Abortion is still illegal in many Latin American nations. NPR on Wednesday morning asked Madrid-based Monica Roa, program director of Women’s Link Worldwide, what options women have if they have been exposed to Zika.
“That’s why the debate should be on the table,” Roa said. “In countries like Colombia, women have the option of using emergency contraception or interrupting the pregnancy legally if they are infected with the Zika virus. However, most women, especially those in the most affected areas, do not have clarity over these laws. There is a lack of information and access to these services. And that is for the countries where these kinds of reproductive health services are legal.
“In some other countries, like El Salvador, these kinds of reproductive rights are illegal,” she continued. “This might lead to women getting more unsafe abortions and putting their health and life at risk.”
NPR’s Rene Montagne then asked Roa what support governments in the region could give “to help women reduce their risk of becoming pregnant in the first place.”
“These recommendations must be accompanied by massive campaigns, informing both men and women about the access to and use of contraceptives. [That access] is lacking throughout the region,” Roa responded.
She added, “Women who are pregnant should have information about the possibility of interrupting the pregnancy if the law allows it in that country. In the countries where the law doesn’t allow for [abortion], I think the debate [about reproductive rights] should be on the table and discussed in the context [of Zika virus infections].”

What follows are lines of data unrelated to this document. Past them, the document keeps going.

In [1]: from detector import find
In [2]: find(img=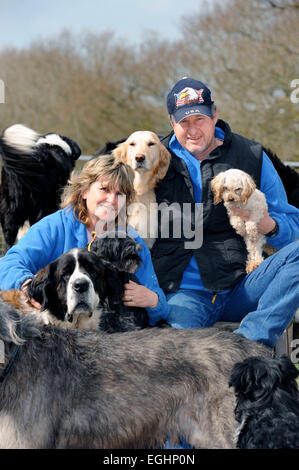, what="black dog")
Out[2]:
[90,231,148,333]
[0,124,81,249]
[229,356,299,449]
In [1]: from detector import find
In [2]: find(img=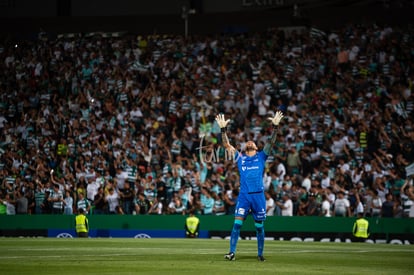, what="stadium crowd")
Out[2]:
[0,24,414,218]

In his statement to Aleteia, Father Boquet said that HLI expects “this very difficult situation to result in demands for radical expansion of access to abortion in law, as if killing a child is tantamount to curing a disease. It is unfortunate that radical sexual and population control ideology has infected so many medical and political institutions, to the point where many have a well-earned mistrust of authorities who would always suppress fertility.”
He urged the Catholic faithful of Latin America “not to jump to conclusions … about what is behind the call to avoid pregnancy, but to pay close attention to what faithful Catholic medical experts who are studying the situation have to say in collaboration with the bishops.”
In case a clear link between Zika and serious birth defects is established, Catholic moral theology can guide the decisions of couples at risk.
“Catholic teaching tells us that it is morally licit for spouses to postpone pregnancy for serious reasons (cf Humanae vitae n. 10, 16), and these reasons may include the health of the mother and child,” Father Boquet said. “If a couple decides to postpone pregnancy, only natural methods — such as a number of ‘natural family planning’ methods that use medical indicators of fertility — are to be used. Artificial methods (such as hormonal, barrier, interruption) remain unacceptable. We urge the faithful to look to the bishops in the affected regions for guidance on these matters, as they are sure to be in dialogue with medical experts and will provide clear teaching as developments arise.”